Basel’s “The Birth of Madame Arnolfini’s Orgasm,” left, is a response to Jan van Eyck’s 15th-century “Portrait of Arnolfini.” (Barry Rosenthal/Courtesy of The Artist and Slag Gallery and Louis Ribes Mathieu/Flickr)

Basel believes she internalized these feelings during her first pregnancy, from being in the public eye to being sheltered. “I was really determined that nothing would change,” she said. “In my personal life, I’m having my baby here, and I’m doing my art here. Being pregnant and going out in the open felt like stepping outside myself.

But the birth of a second child, a daughter, which happened before Covid-19 hit, changed everything. “When my daughter was born [the compartmentalization] I started to feel crazier,” she said. “I started making these paintings and drawings of the birth experience and it hit me: there are no birth images in the canon of Western art.”

During the long months of his confinement, Basel’s identity as mother and artist was forcibly dissolved. She could not go to her studio to paint; Between taking care of her children and working her day job at a non-profit organization, she had little bandwidth for art. With her traditional media, she didn’t have the time or space to work with oil paint, so she began using a quick-drying, water-based paint called gouache.

“It felt a bit like the end of the world – my studio was gone, the future of the galleries was unclear,” Basel said. “Everything was up in the air and it set me free. Then something clicked, and at first it was almost as a joke. ‘What would the canon look like if this first birth experience were not a footnote but part of the main story?’ I thought.

She tried to “copy” a few famous works and posted the pictures on Instagram. In her take on Jan van Eyck’s 15th-century “Portrait of Arnolfini,” the pregnant wife is now in virtual orgasmic birth. The response was immediate: “It’s been fluid – people tell me that I’m sharing things that are very personal to their lives, that they’ve never seen before.

But sometimes her flips were flops. Just replacing female nudity with male nudity doesn’t always work; After all, there are plenty of male nudists in the canon (think: Michelangelo’s “David”). In contrast, skin-to-skin contact with fathers, the way nursing mothers are often portrayed in classical art, felt very disjointed.

These artistic experiments eventually became the “Canon in Drag” collection – 35 gouache paintings on display in the gallery, with some more works still in progress.

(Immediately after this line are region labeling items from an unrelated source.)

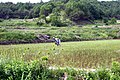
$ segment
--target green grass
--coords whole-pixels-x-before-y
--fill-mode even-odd
[[[120,40],[0,45],[1,59],[33,61],[46,59],[49,66],[96,68],[120,62]]]

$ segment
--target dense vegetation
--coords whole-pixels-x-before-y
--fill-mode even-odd
[[[119,40],[0,45],[0,79],[119,80],[119,49]]]
[[[46,27],[36,29],[0,29],[0,43],[38,43],[41,40],[38,34],[47,34],[51,37],[58,37],[62,41],[88,41],[103,39],[119,39],[119,28],[79,28],[79,27]],[[45,41],[43,41],[45,42]]]
[[[66,69],[48,69],[39,61],[25,63],[12,61],[0,63],[0,79],[2,80],[62,80],[67,73],[67,80],[119,80],[120,63],[114,62],[111,69],[96,71]]]
[[[112,61],[120,61],[120,41],[84,41],[54,43],[0,45],[2,60],[31,62],[47,60],[49,66],[75,68],[110,68]]]
[[[79,23],[97,19],[120,19],[120,2],[99,2],[97,0],[51,0],[47,3],[0,3],[0,18],[36,18],[42,23],[65,26],[71,21]],[[44,20],[44,21],[43,21]],[[42,24],[41,22],[38,24]]]

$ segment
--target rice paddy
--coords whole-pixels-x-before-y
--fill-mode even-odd
[[[41,59],[49,66],[97,68],[120,62],[120,40],[0,45],[0,58],[30,62]]]

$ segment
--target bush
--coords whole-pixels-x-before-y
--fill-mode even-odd
[[[36,39],[33,33],[4,32],[0,33],[0,41],[32,41]]]
[[[0,19],[0,22],[3,22],[4,20],[3,19]]]
[[[116,18],[112,18],[112,19],[110,20],[110,24],[116,24],[116,23],[117,23]]]

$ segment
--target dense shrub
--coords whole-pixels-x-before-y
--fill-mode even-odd
[[[68,76],[67,80],[119,80],[120,63],[114,62],[111,69],[85,71],[73,68],[50,69],[39,60],[0,62],[2,80],[62,80],[65,74]]]
[[[0,41],[32,41],[36,38],[33,33],[4,32],[0,33]]]

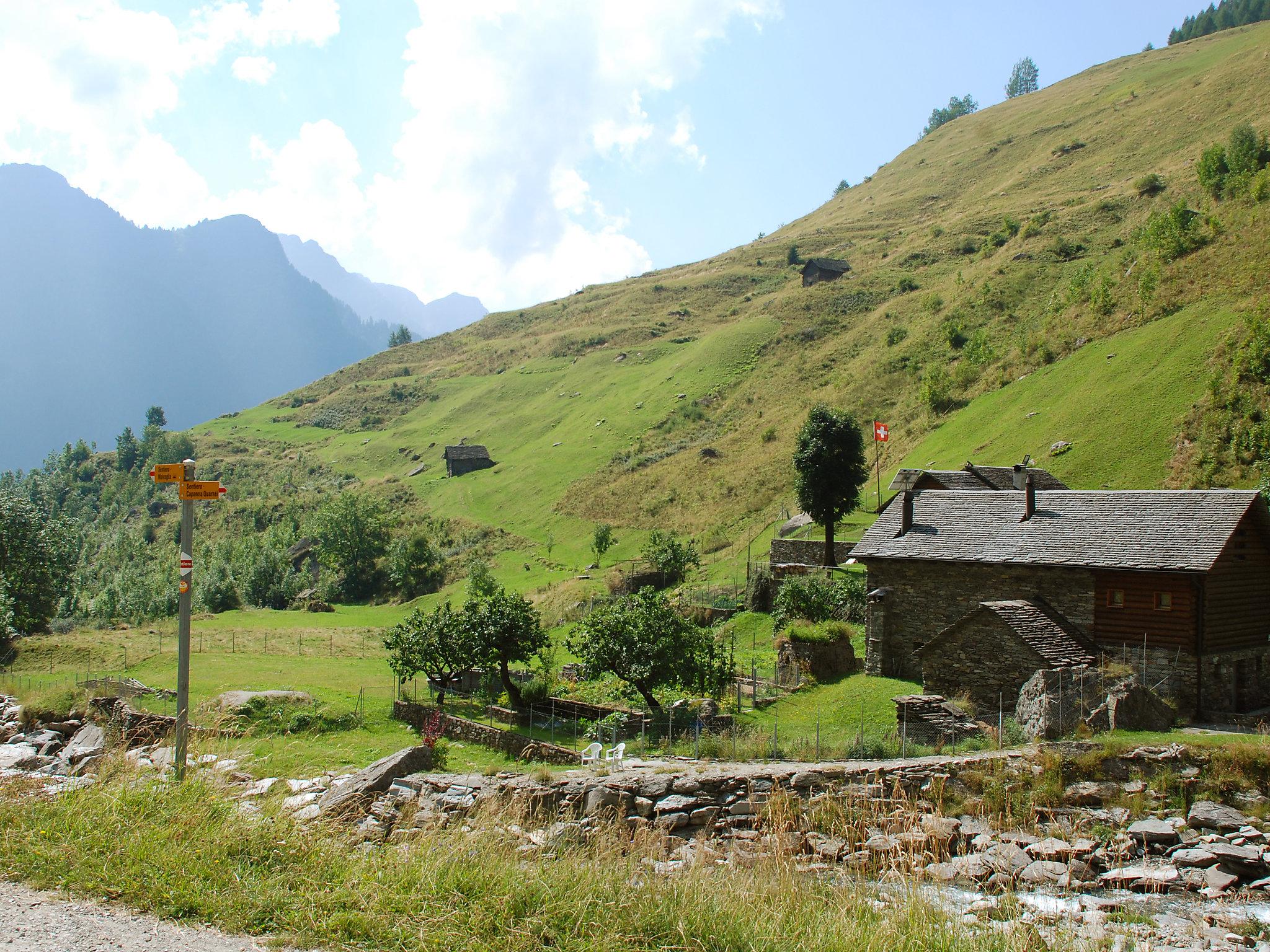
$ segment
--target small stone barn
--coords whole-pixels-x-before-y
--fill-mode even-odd
[[[906,491],[852,556],[867,569],[872,674],[916,679],[927,656],[933,674],[940,645],[978,645],[980,664],[942,687],[998,691],[1015,677],[993,670],[1003,645],[1027,638],[983,603],[1029,602],[1068,637],[1146,665],[1184,716],[1270,704],[1270,510],[1257,493]]]
[[[494,465],[494,461],[489,458],[489,451],[480,444],[460,443],[456,447],[446,447],[442,457],[446,461],[446,476],[462,476],[465,472],[488,470]]]
[[[1031,476],[1035,489],[1067,489],[1067,485],[1048,470],[1022,466],[975,466],[970,462],[960,470],[900,470],[892,480],[890,489],[892,491],[904,489],[1022,490],[1027,476]]]
[[[991,661],[984,649],[991,646]],[[917,649],[926,691],[968,693],[986,708],[1002,699],[1013,710],[1024,683],[1041,668],[1097,661],[1099,649],[1044,599],[980,602]]]
[[[803,265],[803,287],[809,288],[822,281],[837,281],[851,270],[851,265],[837,258],[808,258]]]

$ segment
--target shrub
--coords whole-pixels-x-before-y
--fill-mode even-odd
[[[1220,198],[1229,171],[1226,164],[1226,146],[1220,143],[1205,149],[1195,165],[1195,175],[1199,178],[1200,188],[1213,198]]]
[[[931,367],[922,376],[917,388],[918,399],[933,413],[944,413],[952,402],[952,388],[949,372],[940,366]]]
[[[862,622],[864,578],[855,574],[838,579],[808,575],[782,583],[772,599],[772,625],[780,631],[799,618],[808,622]]]
[[[828,622],[809,622],[806,619],[798,619],[792,622],[785,633],[789,636],[790,641],[801,641],[803,644],[813,645],[834,645],[843,638],[851,640],[851,626],[846,622],[828,621]]]
[[[1201,248],[1206,239],[1199,230],[1199,215],[1179,199],[1167,211],[1152,213],[1142,230],[1142,241],[1163,260],[1172,261]]]
[[[1138,192],[1138,198],[1143,195],[1154,195],[1163,192],[1166,185],[1165,180],[1160,178],[1158,174],[1151,173],[1149,175],[1143,175],[1140,179],[1133,183],[1134,189]]]
[[[749,574],[749,581],[745,583],[745,608],[751,612],[770,612],[772,611],[772,595],[775,594],[776,584],[772,580],[772,570],[766,565],[761,565],[754,571]]]
[[[690,567],[701,565],[696,543],[681,541],[673,532],[653,529],[640,552],[644,561],[668,579],[678,581]]]

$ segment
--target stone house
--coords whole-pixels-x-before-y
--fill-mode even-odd
[[[489,451],[480,444],[460,443],[456,447],[446,447],[442,458],[446,461],[446,476],[462,476],[465,472],[488,470],[494,465],[489,458]]]
[[[991,663],[984,661],[991,646]],[[917,655],[926,691],[968,693],[986,708],[1008,702],[1040,669],[1092,665],[1099,647],[1043,599],[980,602],[927,641]]]
[[[1184,716],[1270,703],[1270,510],[1257,493],[1038,491],[1030,480],[1022,493],[906,491],[852,556],[867,569],[872,674],[916,679],[928,656],[936,677],[941,651],[978,644],[980,664],[942,687],[1002,691],[1017,670],[996,661],[1017,660],[1027,638],[983,603],[1022,600],[1132,660]]]
[[[838,258],[808,258],[803,265],[803,287],[809,288],[822,281],[837,281],[851,270],[851,265]]]

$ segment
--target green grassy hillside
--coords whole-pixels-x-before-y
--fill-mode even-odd
[[[639,529],[734,545],[775,519],[818,400],[888,420],[888,470],[1031,452],[1077,486],[1193,481],[1179,433],[1267,277],[1270,207],[1215,203],[1195,180],[1238,122],[1270,124],[1270,24],[960,118],[749,245],[489,315],[212,420],[194,430],[201,461],[255,467],[257,495],[337,473],[512,548],[551,533],[554,561],[579,565],[597,519],[636,531],[617,556]],[[1167,187],[1139,195],[1148,173]],[[1139,230],[1177,201],[1208,216],[1208,242],[1168,261]],[[790,245],[853,270],[803,288]],[[443,479],[461,438],[498,466]],[[1057,442],[1071,448],[1050,457]]]
[[[312,509],[352,490],[452,570],[483,552],[551,623],[653,528],[696,538],[701,580],[743,585],[747,551],[762,557],[794,508],[794,438],[817,401],[892,425],[883,485],[900,465],[1024,453],[1078,487],[1252,484],[1270,456],[1270,202],[1218,201],[1196,176],[1245,122],[1270,128],[1270,24],[961,117],[704,261],[491,314],[196,426],[199,475],[229,486],[199,510],[201,565],[245,592],[260,552],[281,560]],[[804,288],[794,246],[852,270]],[[460,439],[497,466],[446,479]],[[23,491],[84,527],[67,614],[174,611],[170,490],[83,447]],[[618,543],[588,571],[599,520]]]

Although he is not a fan of labels – the expression “Jewish artist” is confused with “woman artist” – Basel admits to a public struggle with the canons of Western art, while at the same time, respecting the canon enough to fight with it. It stems from her Orthodox Jewish background.

“It’s a blueprint for what I’m doing now,” she said. “Despite the rigors of Orthodox life, I experienced Parshanut. [exegesis] Model as highly creative and full of agency for the individual. Many people can interpret the same text in different ways and apply it to their lives in different ways. Canon is really a technology to have a rich conversation, which goes back and forth at the same time.

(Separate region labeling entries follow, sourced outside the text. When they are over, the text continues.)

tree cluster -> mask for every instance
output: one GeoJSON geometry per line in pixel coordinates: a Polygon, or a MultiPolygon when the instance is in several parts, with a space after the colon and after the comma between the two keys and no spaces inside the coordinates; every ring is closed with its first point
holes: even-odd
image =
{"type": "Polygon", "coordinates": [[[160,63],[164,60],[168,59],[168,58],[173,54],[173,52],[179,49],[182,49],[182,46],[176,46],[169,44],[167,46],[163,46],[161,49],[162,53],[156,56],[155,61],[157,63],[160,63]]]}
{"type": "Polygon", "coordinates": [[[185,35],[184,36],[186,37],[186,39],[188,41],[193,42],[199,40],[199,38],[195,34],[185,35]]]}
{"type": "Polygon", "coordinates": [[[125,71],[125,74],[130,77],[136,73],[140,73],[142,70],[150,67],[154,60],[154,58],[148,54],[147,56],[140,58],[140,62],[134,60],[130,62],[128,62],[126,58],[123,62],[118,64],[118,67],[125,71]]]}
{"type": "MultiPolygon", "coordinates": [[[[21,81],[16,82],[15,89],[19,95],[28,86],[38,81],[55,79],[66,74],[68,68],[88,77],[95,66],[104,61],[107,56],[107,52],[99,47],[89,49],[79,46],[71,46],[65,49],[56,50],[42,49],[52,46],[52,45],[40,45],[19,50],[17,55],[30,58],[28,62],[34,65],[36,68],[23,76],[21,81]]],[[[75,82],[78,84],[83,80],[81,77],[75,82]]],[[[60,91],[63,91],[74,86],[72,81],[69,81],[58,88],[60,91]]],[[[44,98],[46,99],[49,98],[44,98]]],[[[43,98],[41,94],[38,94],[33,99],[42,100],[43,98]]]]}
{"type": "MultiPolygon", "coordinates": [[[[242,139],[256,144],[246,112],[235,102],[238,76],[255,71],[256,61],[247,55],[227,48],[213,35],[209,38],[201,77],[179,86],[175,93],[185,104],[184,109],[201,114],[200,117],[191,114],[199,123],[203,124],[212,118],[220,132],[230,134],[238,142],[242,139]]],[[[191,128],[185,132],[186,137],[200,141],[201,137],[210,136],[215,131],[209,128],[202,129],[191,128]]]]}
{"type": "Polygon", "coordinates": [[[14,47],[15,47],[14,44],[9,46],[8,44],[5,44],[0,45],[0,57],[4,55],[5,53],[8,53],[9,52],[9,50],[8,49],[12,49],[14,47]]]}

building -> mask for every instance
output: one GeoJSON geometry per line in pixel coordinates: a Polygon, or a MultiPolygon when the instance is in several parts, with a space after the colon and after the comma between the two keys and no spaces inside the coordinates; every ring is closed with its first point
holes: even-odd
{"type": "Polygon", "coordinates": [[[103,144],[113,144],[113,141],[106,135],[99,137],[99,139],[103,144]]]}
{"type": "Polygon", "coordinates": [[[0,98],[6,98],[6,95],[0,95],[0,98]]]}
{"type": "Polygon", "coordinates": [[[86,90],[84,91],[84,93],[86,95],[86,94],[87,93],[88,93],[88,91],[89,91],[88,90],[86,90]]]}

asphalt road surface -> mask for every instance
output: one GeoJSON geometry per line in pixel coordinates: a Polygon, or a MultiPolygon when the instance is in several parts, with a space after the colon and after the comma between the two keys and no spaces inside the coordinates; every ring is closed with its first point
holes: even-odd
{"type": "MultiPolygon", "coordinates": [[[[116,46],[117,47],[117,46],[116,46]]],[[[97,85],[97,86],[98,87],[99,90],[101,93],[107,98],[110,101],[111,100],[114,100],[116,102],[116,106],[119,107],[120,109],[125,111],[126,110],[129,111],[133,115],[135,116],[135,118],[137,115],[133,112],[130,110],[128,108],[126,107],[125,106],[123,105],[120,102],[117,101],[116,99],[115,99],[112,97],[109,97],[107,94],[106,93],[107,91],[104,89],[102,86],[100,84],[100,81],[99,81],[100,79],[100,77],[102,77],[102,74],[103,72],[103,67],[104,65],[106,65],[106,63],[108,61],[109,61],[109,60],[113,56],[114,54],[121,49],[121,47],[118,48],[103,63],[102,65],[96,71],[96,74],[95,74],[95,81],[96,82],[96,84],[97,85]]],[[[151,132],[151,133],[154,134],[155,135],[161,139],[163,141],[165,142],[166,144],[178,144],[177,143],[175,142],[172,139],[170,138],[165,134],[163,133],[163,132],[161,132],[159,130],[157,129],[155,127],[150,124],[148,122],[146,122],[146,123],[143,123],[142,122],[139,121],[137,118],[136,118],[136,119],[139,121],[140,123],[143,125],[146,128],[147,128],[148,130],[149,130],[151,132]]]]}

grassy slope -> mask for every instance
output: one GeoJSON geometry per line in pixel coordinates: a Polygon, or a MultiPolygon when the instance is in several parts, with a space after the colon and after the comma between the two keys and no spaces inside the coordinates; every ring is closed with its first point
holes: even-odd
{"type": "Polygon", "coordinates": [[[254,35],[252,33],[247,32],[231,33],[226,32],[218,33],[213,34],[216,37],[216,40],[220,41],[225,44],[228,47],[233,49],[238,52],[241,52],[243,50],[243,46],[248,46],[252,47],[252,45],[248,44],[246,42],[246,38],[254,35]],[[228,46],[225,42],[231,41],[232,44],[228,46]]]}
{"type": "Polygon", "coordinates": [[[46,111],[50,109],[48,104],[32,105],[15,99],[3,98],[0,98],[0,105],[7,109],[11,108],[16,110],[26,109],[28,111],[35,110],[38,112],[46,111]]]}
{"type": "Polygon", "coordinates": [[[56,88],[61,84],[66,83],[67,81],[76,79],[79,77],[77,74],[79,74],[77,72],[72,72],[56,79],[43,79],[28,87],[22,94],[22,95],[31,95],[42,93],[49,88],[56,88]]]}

These days, Basel recognizes that she is a secular Jew, but that hasn’t stopped her engagement with Jewish culture and writing. But she’s still figuring out how, or if, these elements will play into her future career.

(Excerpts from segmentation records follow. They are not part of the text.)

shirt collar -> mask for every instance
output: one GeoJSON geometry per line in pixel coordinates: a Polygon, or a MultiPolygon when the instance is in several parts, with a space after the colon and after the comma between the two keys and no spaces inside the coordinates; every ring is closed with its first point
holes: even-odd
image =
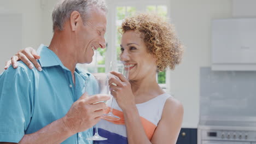
{"type": "MultiPolygon", "coordinates": [[[[68,68],[67,68],[59,58],[58,56],[56,54],[50,50],[48,47],[41,44],[37,50],[37,53],[40,55],[40,59],[38,59],[39,61],[40,64],[42,68],[43,67],[49,67],[56,65],[61,66],[63,69],[67,70],[70,71],[68,68]]],[[[77,72],[79,75],[84,80],[86,80],[88,78],[91,73],[86,70],[81,70],[80,68],[75,68],[75,72],[77,72]]]]}

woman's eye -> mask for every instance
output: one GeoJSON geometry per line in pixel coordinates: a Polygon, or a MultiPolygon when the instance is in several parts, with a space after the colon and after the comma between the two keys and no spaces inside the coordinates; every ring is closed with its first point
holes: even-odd
{"type": "Polygon", "coordinates": [[[101,35],[101,32],[100,31],[98,31],[98,35],[101,35]]]}
{"type": "Polygon", "coordinates": [[[124,48],[121,47],[120,50],[121,50],[121,52],[124,52],[124,48]]]}

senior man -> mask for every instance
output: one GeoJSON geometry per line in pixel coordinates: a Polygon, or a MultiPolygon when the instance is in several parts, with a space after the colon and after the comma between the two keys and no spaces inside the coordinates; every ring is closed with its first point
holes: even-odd
{"type": "Polygon", "coordinates": [[[19,62],[0,76],[0,143],[92,143],[86,138],[106,108],[93,104],[109,97],[96,94],[94,76],[76,64],[105,47],[106,10],[103,0],[55,5],[50,44],[38,50],[43,70],[19,62]]]}

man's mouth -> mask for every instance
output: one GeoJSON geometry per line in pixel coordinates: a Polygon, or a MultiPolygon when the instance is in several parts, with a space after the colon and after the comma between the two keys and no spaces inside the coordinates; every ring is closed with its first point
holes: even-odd
{"type": "Polygon", "coordinates": [[[91,46],[91,49],[92,49],[93,51],[96,51],[97,50],[97,48],[96,48],[95,46],[91,46]]]}
{"type": "Polygon", "coordinates": [[[131,70],[133,68],[134,68],[137,64],[125,64],[124,65],[125,69],[129,69],[129,70],[131,70]]]}

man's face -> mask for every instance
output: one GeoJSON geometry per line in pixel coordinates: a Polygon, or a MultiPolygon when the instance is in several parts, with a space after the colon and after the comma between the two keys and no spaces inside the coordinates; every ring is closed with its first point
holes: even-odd
{"type": "Polygon", "coordinates": [[[102,10],[93,8],[90,17],[77,32],[75,49],[79,63],[90,63],[92,61],[94,50],[106,47],[104,35],[106,32],[106,14],[102,10]]]}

After all, Bassel says that when she started her “Canon in Drag” pictures, she couldn’t imagine that pictures of childbirth would appeal to a global audience – but she also realized that this was an internal bias. “Who is your ‘universal’ is the real question,” she said. “Canon has an assumption about that, and that’s what makes ‘Canon in Drag’ a challenge.

It’s “Canon in drag.” On view of the Slag Gallery522 West 19th Street, October 27 through December 3, 2022.